In fact, current elite US college admissions seem to select for people who vote Democrat well enough. It would be hard to increase that percentage very much. Just look at the political affiliation reported by e.g. Harvard students. If anything, I would think that an institution which tested for wisdom might shift conservative a percentage point or two.[ Not because I think conservatives are necessarily more moral in the US; but because I think more conservatives are religious and churches teach the language of virtue, which probably at least better tells you what the 'right' answer on wisdom tests is, whether you live that answer or not.]
liberals and academics have tended to pretend values or virtue don't really exist while following the principles themselves. they tend to heavily participate in their communities, get married, and have kids later and don't commit much crime.
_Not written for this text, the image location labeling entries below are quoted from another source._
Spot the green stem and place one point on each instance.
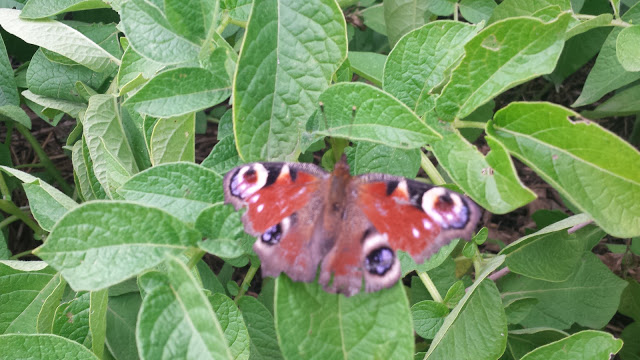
(11, 208)
(19, 255)
(195, 258)
(44, 159)
(4, 223)
(28, 166)
(431, 287)
(247, 280)
(4, 189)
(431, 170)
(469, 124)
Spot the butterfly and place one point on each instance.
(350, 226)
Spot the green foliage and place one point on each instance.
(121, 274)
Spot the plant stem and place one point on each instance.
(247, 280)
(431, 287)
(469, 124)
(19, 255)
(44, 159)
(4, 223)
(431, 170)
(4, 189)
(195, 258)
(11, 208)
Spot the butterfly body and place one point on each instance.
(304, 217)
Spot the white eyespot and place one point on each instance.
(240, 185)
(451, 216)
(427, 224)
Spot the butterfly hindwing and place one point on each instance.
(282, 201)
(418, 217)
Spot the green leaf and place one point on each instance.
(122, 314)
(373, 18)
(550, 254)
(578, 51)
(490, 180)
(607, 73)
(310, 321)
(15, 113)
(261, 329)
(192, 19)
(181, 189)
(368, 65)
(589, 297)
(222, 226)
(629, 304)
(479, 312)
(518, 309)
(60, 38)
(238, 9)
(47, 203)
(588, 344)
(70, 107)
(418, 62)
(180, 91)
(152, 35)
(627, 50)
(501, 56)
(428, 317)
(402, 16)
(25, 287)
(232, 324)
(8, 87)
(476, 11)
(173, 139)
(90, 187)
(623, 103)
(72, 320)
(107, 142)
(630, 336)
(515, 8)
(25, 346)
(179, 310)
(290, 52)
(579, 159)
(98, 320)
(520, 342)
(378, 117)
(367, 158)
(37, 9)
(598, 21)
(135, 69)
(223, 156)
(93, 254)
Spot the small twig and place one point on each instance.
(247, 281)
(431, 170)
(498, 274)
(44, 159)
(431, 287)
(579, 226)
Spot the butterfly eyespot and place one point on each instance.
(379, 261)
(273, 235)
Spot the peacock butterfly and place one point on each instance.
(351, 226)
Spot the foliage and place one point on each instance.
(120, 272)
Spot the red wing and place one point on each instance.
(418, 218)
(271, 191)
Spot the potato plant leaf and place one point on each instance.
(291, 50)
(92, 253)
(593, 168)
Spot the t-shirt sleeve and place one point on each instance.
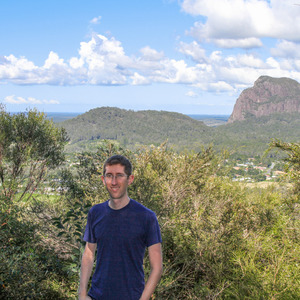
(89, 235)
(153, 232)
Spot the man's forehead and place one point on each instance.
(115, 168)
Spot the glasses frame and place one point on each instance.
(117, 177)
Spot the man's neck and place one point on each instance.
(118, 203)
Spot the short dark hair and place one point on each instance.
(118, 159)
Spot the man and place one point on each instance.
(120, 229)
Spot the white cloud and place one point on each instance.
(103, 61)
(286, 49)
(151, 54)
(12, 99)
(191, 94)
(193, 50)
(242, 20)
(246, 43)
(96, 20)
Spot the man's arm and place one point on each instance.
(87, 264)
(155, 257)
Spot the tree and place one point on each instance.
(29, 146)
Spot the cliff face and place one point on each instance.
(267, 96)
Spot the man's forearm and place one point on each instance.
(151, 284)
(87, 264)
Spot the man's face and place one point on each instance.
(115, 184)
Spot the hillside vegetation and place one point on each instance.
(221, 240)
(131, 128)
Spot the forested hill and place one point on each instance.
(138, 127)
(131, 128)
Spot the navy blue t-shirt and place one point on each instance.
(122, 237)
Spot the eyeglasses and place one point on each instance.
(110, 177)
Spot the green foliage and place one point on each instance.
(221, 240)
(133, 129)
(292, 150)
(29, 146)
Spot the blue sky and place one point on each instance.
(189, 56)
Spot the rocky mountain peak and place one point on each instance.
(268, 96)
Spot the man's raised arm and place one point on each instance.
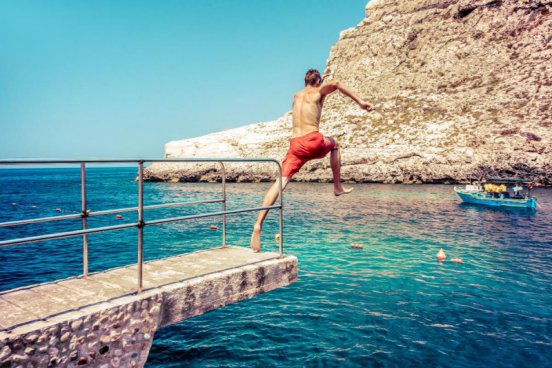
(331, 86)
However, they absolutely refuse to acknowledge that these behaviors are virtues or that anyone else should behave that way. the only way they really enforce their concept of virtue is forcing people to accept certain things about sex and gender.
> liberals and academics have tended to pretend values or virtue don't really exist
No, we liberals (academic or not) jusr disagree with conservatives (who tend to share values, again, whether academic or not) on some details of what good values are (and, equivalently, what constitutes virtue.)
Disagreeing with your values is not the same as pretending values don't exist.
> However, they absolutely refuse to acknowledge that these behaviors are virtues
I know of no liberals who would disagree with the idea that community involvement and not committing crime (provided just definitions of crime) are virtues.
Marriage is a different story, but then even many strands of socially conservative Christianity (such as traditional Catholic doctrine) don't view marriage as a general virtue, but rather as a virtue specifically for those with a vocation for it, a vocation which is no more inherently virtuous than that for either religious life, priesthood, or committed (lay) single life. It's true that liberals often see additional lifestyle choices as no less virtuous than these.
I don't think I've never pretended virtue doesn't exist. And, to be frank, most of the liberal types I know, regardless of their (a)religion, believe there are virtues.